Current Research in Neurosurgery: Amy Heimberger, M.D.
Glioma, immunotherapy, EGFRvIII, microglia
High-grade malignant gliomas are extremely aggressive and are characterized by diffuse infiltration of the brain parenchyma, recurrent growth and an extremely poor prognosis for survival. Current therapeutic interventions are highly ineffective at eradicating intracranial reservoirs. Although the immune system is capable of recognizing these tumors, gliomas continue to infiltrate and grow. Both our clinical and laboratory objective is to modulate the immune system to more effectively eradicate brain tumors.
The epidermal growth factor receptor (EGFR) is often amplified and structurally rearranged in malignant gliomas and other tumors such as breast and lung, with a most common mutation being EGFRvIII. This tumor specific antigen is present on approximately 31% of glioblastoma multiforme tumors. The EGFRvIII has been shown previously to increase brain invasion and we have previously demonstrated that the expression of EGFRvIII is an independent negative prognostic indicator in patients surviving more than one year. Because the EGFRvIII is only expressed on malignant tumors this represents an excellent immunological target while minimizing potentially fatal autoimmune reactions. In a murine syngeneic intracerebral treatment model vaccination with a peptide (PEP-3) spanning the spliced junction of the EGFRvIII, either with granulocyte macrophage – colony stimulating factor (GM-CSF) or dendritic cells resulted in significantly increased survival. This vaccination strategy resulted in cytotoxic and humoral responses. The immunological mechanism of efficacy was found to be in part mediated by antibody dependant cellular cytotoxicity. Our pre clinical data has resulted in several clinical trials for human patients with malignant gliomas. This included a Phase one dendritic cell clinical trial, as well as an ongoing Phase 2 clinical trial in which GBM patients are vaccinated with PEP-3 and GM-CSF.

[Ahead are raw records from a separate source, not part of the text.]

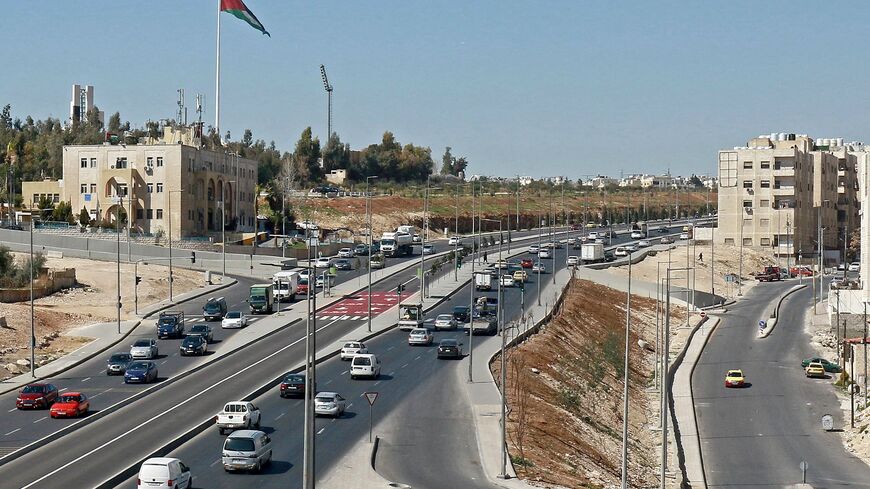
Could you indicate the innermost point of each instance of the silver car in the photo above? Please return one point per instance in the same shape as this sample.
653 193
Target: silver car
329 404
445 321
144 348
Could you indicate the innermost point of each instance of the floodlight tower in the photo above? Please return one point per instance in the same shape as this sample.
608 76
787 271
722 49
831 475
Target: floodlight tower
328 88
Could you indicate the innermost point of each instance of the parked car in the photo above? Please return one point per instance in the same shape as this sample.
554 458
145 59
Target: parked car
246 450
144 348
420 336
203 330
117 363
70 405
141 372
234 319
164 472
449 348
329 404
735 378
351 349
345 253
36 396
445 321
292 385
365 365
193 345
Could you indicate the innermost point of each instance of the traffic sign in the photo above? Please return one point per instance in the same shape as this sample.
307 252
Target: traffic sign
371 397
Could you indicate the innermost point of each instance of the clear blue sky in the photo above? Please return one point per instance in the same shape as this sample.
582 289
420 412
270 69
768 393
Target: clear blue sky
539 88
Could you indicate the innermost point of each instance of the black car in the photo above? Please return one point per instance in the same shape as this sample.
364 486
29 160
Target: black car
449 348
203 330
460 314
293 385
117 363
193 345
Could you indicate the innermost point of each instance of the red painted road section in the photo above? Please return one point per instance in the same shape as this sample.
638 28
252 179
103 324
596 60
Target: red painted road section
358 305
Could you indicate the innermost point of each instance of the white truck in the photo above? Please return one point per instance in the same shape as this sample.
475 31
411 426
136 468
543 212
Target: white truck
238 415
482 281
591 252
286 284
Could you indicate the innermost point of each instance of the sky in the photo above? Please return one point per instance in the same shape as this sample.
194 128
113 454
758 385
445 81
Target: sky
540 88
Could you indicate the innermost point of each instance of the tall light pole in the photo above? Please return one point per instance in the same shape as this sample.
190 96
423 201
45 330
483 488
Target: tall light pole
369 232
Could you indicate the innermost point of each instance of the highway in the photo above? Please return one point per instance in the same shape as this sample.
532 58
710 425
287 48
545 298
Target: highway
758 436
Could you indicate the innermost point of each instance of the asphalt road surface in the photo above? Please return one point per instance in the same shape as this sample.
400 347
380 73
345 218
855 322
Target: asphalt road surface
757 436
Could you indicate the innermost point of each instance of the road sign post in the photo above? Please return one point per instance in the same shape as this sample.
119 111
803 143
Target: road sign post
371 397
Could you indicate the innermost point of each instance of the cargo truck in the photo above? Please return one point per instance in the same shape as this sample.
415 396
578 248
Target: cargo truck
262 298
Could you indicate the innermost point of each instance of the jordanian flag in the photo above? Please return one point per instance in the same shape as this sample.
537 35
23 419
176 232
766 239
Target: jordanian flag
240 10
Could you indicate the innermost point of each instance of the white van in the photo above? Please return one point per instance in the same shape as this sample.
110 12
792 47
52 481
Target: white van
365 365
247 450
164 472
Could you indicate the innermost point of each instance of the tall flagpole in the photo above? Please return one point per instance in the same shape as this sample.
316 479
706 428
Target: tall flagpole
217 78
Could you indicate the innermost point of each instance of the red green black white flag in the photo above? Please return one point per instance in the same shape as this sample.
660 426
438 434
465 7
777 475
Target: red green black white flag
240 10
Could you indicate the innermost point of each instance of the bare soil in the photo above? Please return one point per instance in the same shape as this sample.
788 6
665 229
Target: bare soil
565 391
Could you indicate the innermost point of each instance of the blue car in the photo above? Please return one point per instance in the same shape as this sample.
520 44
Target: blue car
141 373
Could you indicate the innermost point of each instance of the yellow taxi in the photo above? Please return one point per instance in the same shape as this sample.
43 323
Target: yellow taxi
735 378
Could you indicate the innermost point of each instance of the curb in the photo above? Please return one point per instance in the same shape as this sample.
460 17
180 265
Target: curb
773 318
123 336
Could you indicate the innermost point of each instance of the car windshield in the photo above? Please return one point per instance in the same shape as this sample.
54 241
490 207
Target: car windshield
239 445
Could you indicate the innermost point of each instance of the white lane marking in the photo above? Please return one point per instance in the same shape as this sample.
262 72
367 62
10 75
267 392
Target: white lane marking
169 410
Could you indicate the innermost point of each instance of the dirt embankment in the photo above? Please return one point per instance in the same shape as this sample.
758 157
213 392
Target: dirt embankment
565 392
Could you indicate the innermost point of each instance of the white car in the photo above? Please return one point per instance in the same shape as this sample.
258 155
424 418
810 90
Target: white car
353 348
329 404
144 348
345 253
234 319
420 336
445 321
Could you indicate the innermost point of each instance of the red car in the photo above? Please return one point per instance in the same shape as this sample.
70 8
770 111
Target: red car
36 396
70 405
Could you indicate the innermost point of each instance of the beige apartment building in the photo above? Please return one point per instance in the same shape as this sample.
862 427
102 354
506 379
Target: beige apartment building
170 179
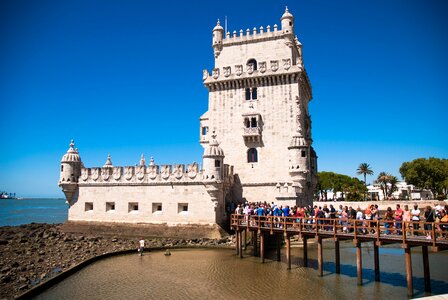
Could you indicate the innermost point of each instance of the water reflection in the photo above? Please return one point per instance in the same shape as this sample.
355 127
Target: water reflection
219 274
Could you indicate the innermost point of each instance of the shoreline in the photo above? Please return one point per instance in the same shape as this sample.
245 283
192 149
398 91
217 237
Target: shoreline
32 254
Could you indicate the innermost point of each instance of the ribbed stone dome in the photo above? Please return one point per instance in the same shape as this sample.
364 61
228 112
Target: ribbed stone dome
218 26
213 148
72 154
287 15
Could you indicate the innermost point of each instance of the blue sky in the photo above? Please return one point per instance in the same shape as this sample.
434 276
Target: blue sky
124 77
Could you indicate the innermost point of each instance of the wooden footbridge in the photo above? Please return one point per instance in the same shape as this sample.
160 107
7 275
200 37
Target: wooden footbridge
378 232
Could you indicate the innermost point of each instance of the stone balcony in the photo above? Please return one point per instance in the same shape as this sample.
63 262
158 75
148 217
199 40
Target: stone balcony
252 134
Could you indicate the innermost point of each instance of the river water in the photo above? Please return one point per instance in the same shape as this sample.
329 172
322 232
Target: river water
220 274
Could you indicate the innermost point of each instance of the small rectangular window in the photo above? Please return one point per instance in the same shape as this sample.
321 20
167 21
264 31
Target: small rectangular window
182 208
133 207
157 208
110 206
88 206
248 94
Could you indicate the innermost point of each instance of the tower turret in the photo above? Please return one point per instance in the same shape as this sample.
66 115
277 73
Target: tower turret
70 171
213 159
287 22
218 35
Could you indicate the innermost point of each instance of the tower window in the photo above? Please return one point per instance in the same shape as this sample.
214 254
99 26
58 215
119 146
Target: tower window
254 62
133 207
252 155
251 93
253 122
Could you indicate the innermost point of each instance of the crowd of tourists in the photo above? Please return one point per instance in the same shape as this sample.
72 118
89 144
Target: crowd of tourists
347 219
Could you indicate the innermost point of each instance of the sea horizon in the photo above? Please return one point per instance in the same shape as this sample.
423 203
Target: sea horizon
15 212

Although very preliminary data indicates that the Phase 2 clinical trial is promising, immunotherapeutic failures are likely occurring within the tumor microenvironment. Utilizing three-color flow analysis cytometery have found the predominate immune cells within malignant gliomas to be CD4 T-cells and microglia. Microglia have previously been thought to be the antigen presenting cells within the brain. By isolating microglia directly from brain tumor patients, utilizing a series of sequential percoll ingredients that do not alter the phenotype and function of these cells, we have discovered that microglia cannot provide appropriate co-stimulation to the incoming glioma-infiltrating T-cells. This would imply that despite the generation of a successful systemic immune response that upon entry into the malignant glioma these cells are rendered ineffective. Our data indicates that if microglia could be rendered functionally collaborative with the systemic immune response more efficacious immunotherapeutics can be generated. The microglia do possess some immunological capabilities including phagocytosis, direct tumor cytotoxicity, antibody dependent cellular cytotoxicity and the operational machinery for innate immunity (i.e. toll-like receptors). Our laboratory is currently examining ways to exploit the innate immune system through the toll-like receptors to increase the co-stimulation to enhance and generate more efficacious T-cell responses against gliomas.
In addition to our immunotherapeutic research and clinical trials, our laboratory also evaluates novel chemotherapeutics for efficacy and evaluates genetic alterations that may impact progression and prognosis.